The talks between Merkel and the respective heads of the other two coalition parties – Horst Seehofer for the Christian Social Union (CSU) and Guido Westerwelle for the Liberals (FDP) - were headlined as "Crisis Summit" by the media.
And – tying in with the a TIME Magazine cover story about Merkel and her coalition woes AND sudden market rumors about her pending resignation last week – these talks in the chancellery last night seemed to gain more importance than should have REALLY been accorded them.
So it's hardly surprising that the outcome of this meeting was exasperatingly meager. The talks had taken place "in the best atmosphere", Merkel said last night; and that's all the official statements that were to be had.
Merkel had done her level best to settle the festering tax debates within her tri-party coalition ahead of the weekend's meeting by publicly declaring that the tax cuts laid down in the coalition treaty would indeed been delivered.
That should have appeased the rebellious Liberals who keep hammering home that one mantra "tax cuts, tax cuts, tax cuts" as the one and only cure for the German economy.
It SHOULD have, and for the time being it has.
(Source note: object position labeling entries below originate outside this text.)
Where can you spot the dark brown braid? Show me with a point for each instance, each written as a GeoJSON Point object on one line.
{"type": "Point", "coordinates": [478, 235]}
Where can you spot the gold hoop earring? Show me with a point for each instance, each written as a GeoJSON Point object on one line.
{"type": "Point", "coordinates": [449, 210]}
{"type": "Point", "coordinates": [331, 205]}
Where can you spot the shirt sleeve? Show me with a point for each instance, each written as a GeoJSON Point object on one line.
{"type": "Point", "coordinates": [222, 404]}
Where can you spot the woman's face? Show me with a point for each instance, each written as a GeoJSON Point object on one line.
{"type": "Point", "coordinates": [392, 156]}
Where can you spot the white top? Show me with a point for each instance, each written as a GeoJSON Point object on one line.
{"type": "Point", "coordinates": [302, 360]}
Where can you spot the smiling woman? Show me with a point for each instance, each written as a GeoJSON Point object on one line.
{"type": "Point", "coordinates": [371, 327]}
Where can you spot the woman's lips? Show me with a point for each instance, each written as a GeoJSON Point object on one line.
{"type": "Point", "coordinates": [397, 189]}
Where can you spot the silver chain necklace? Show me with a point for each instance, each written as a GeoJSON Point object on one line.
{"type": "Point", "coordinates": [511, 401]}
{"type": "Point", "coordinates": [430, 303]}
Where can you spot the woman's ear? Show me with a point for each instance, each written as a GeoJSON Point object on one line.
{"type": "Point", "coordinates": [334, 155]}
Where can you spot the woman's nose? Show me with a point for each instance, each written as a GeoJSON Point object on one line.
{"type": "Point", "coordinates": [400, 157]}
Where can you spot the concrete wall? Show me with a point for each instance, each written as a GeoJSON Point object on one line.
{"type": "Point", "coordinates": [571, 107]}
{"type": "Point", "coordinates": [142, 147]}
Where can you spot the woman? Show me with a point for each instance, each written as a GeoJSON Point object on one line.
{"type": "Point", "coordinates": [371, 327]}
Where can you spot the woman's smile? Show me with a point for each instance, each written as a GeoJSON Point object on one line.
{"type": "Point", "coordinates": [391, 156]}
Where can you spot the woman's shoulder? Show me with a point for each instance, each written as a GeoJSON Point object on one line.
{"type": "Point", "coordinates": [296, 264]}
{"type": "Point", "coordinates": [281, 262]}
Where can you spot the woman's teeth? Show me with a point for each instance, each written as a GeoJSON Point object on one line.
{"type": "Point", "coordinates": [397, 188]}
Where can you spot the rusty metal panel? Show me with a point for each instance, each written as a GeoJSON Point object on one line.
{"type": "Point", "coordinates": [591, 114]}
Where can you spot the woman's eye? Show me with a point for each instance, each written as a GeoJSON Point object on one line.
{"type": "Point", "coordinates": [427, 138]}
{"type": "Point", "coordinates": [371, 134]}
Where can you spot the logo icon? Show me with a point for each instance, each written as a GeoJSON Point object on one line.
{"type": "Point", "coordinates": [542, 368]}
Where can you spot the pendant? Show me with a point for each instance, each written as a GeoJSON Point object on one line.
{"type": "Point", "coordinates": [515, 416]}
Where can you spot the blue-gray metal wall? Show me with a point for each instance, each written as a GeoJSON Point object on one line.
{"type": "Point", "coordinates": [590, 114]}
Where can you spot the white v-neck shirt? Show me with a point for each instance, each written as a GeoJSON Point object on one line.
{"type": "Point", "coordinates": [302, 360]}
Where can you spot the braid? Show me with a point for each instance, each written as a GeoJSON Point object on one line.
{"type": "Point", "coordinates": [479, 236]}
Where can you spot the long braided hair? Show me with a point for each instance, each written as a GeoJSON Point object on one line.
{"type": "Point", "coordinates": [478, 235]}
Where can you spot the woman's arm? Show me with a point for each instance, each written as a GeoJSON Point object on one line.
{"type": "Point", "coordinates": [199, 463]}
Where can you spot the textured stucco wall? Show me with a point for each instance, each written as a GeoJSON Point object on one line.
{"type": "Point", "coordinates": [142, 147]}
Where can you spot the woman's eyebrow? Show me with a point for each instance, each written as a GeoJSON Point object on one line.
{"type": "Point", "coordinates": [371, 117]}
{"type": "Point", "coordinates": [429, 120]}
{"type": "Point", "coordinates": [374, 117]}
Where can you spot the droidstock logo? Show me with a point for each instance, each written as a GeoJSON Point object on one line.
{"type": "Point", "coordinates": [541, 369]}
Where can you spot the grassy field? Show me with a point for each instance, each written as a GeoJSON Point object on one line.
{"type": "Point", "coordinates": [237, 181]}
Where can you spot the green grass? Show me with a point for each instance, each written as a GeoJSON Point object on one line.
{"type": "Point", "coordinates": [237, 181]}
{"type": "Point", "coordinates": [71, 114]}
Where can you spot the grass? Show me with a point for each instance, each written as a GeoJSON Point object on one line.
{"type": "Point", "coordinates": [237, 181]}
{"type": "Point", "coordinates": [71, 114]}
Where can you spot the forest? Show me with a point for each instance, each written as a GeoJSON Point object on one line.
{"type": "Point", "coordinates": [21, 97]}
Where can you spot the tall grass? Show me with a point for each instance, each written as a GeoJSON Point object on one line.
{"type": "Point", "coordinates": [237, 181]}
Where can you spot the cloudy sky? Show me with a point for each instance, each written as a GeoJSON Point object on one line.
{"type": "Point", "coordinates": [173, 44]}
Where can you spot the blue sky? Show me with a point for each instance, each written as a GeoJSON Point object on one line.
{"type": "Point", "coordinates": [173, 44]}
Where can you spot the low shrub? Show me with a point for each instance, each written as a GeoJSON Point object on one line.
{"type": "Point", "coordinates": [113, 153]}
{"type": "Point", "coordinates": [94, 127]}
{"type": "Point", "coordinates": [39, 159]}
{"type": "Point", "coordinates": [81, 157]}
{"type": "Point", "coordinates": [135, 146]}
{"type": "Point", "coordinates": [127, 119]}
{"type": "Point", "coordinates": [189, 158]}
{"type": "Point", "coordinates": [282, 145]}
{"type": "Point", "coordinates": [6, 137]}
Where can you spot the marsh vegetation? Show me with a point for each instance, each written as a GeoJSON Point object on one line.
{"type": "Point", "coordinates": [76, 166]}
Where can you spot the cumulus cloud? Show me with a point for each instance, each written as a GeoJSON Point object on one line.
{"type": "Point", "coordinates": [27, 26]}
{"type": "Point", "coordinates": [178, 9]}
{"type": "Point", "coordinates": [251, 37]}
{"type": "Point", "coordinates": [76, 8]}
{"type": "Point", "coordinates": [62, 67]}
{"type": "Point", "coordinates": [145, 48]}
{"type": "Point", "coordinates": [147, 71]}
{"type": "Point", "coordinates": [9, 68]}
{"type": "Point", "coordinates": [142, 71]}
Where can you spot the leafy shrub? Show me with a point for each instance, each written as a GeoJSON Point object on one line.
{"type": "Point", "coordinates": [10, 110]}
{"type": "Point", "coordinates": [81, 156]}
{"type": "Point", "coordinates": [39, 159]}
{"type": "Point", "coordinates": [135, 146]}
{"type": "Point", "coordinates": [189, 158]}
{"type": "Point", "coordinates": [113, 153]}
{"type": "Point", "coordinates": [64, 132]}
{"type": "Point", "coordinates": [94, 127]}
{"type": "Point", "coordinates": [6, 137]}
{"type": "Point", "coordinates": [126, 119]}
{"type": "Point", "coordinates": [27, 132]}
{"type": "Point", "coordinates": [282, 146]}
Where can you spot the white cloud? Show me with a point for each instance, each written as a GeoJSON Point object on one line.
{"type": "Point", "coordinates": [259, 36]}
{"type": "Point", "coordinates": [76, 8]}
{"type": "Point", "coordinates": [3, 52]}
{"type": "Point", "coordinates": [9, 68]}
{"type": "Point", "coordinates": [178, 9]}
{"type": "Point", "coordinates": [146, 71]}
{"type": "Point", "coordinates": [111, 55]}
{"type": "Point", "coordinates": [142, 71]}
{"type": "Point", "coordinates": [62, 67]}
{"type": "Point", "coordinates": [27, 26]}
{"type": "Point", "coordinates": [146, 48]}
But the cameras hadn't quite turned away from the collective smiles and the "in the best atmosphere" declaration, when prominent CDU members pointed out that "whoever was demanding tax cuts will also have to provide plans to finance them." Which is, of course, something economists also keep pointing out.
"Let's face it, with the budget and debt situation – not only in Germany, but also in the rest of Europe and indeed the world – it's very unlikely that any country can grow itself out of the debt pit", said Alexander Kockerbeck, senior analyst for sovereign debt at Moody's in Frankfurt.
And THAT means tax cuts will remain a questionable and expensive remedy for curing the German economy.
In any case, Frau Merkel will have to brace herself for an ongoing trench war within her tripartite coalition about the course Germany is supposed to take in order to steer itself out of the economic crisis. AND for a bumpy three years in her second term in office.